19e Mars 1773, à Ferney
Sire,
Vôtre Lettre du 29 février, qui est aparamment datée selon vôtre ancien stile hérétique, ne m'en est pas moins précieuse.
Votre stile n'en est pas moins charmant; les choses les plus agréables et les plus philosophiques naissent sous vôtre plume. Il vous est aussi aisé d'écrire, des choses dignes de la postérité, qu'il l'est aux rois du midy d'écrire, Dieu vous ait, mon cousin, en sa sainte et digne garde, et vous monsieur le président en sa sainte garde.
J'ai été sur le point de ne répondre à Vôtre Majesté que des champs Elisées; c'est après cinquante accès de fièvre, accompagnés de deux ou trois maladies mortelles, que j'ai l'honneur de vous écrire ce peu de lignes.
Je ne sais si je me trompe, mais j'ai bien peur que le renouvellement de la guerre entre la porte de Moustapha, et la porte de Catherine seconde n'entraine des suittes fatales. Vôtre Majesté est toujours préparée à tout évênement, et quelque chose qui arrive elle fera de jolis vers et gagnera des batailles.

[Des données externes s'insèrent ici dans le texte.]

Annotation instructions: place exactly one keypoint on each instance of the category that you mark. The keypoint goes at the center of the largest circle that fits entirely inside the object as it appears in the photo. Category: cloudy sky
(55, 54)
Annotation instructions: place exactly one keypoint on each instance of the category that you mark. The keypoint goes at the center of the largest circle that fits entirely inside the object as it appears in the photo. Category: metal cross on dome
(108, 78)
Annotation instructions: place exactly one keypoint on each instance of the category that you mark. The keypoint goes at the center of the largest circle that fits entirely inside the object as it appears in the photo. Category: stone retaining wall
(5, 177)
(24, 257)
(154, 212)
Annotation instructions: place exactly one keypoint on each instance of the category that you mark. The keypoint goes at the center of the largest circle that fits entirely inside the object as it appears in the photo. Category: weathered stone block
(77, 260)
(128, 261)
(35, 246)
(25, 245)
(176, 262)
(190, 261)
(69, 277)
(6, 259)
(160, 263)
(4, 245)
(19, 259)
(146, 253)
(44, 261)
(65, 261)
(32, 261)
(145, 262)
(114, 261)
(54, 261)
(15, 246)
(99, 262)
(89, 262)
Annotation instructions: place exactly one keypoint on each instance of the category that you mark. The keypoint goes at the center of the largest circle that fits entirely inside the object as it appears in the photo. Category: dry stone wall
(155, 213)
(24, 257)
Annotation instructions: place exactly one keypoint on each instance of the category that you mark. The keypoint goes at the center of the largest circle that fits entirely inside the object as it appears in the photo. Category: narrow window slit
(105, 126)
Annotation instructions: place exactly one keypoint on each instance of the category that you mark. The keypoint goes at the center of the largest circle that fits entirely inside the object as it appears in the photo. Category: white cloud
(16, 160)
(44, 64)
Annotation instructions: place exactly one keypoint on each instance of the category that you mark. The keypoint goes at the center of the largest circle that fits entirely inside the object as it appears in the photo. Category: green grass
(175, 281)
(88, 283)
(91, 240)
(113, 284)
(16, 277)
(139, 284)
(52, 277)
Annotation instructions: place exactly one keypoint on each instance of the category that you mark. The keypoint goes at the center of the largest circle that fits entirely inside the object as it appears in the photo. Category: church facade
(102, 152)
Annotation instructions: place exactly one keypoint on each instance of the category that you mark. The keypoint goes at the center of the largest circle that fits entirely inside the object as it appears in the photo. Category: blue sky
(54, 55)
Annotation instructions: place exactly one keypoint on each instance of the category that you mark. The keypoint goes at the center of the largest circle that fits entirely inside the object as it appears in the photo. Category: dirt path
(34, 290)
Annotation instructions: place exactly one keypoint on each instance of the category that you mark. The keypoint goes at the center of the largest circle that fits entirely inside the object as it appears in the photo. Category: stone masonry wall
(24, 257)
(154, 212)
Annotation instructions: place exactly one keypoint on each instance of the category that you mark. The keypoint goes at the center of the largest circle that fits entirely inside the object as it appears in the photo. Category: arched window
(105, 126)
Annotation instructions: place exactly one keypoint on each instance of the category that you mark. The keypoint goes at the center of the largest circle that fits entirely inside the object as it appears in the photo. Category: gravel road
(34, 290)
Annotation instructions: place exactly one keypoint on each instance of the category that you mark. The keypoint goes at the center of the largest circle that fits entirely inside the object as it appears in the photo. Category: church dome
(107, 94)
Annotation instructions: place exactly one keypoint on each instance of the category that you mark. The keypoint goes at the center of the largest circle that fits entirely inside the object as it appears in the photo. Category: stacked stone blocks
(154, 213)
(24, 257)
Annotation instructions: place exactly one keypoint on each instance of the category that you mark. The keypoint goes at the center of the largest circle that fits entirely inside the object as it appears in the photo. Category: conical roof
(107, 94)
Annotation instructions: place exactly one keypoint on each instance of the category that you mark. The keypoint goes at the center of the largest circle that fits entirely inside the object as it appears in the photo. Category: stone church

J'ai l'honneur de lui envoier les loix de Minos avec des notes qui pouront lui paraître assez intéressantes. Elle trouvera dans le cours de la pièce que j'ai profité d'un certain poëme sur les confédérés. Elle verra même qu'il y a quelque chose qui ressemble au Roi de Suede vôtre neveu. On prétend que nôtre ministère Welche veut s'aproprier ce grand prince, et troubler un peu vôtre nord. Ce sont mystères qui passent mon intelligence; je m'en remets sur tous les futurs contingents aux ordres de sa sacrée Majesté le hazard, ou plutôt aux ordres plus réels de sa divine majesté la destinée. Les mourants d'autrefois savaient prédire l'avenir, le monde dégénère, et tout ce que je puis prédire, c'est que je serai vôtre admirateur, et vôtre très sincèrement attaché Suisse, pendant le peu de minutes qui me restent encore à végéter entre le mont Jura et les Alpes.
Le vieux malade de Ferney V.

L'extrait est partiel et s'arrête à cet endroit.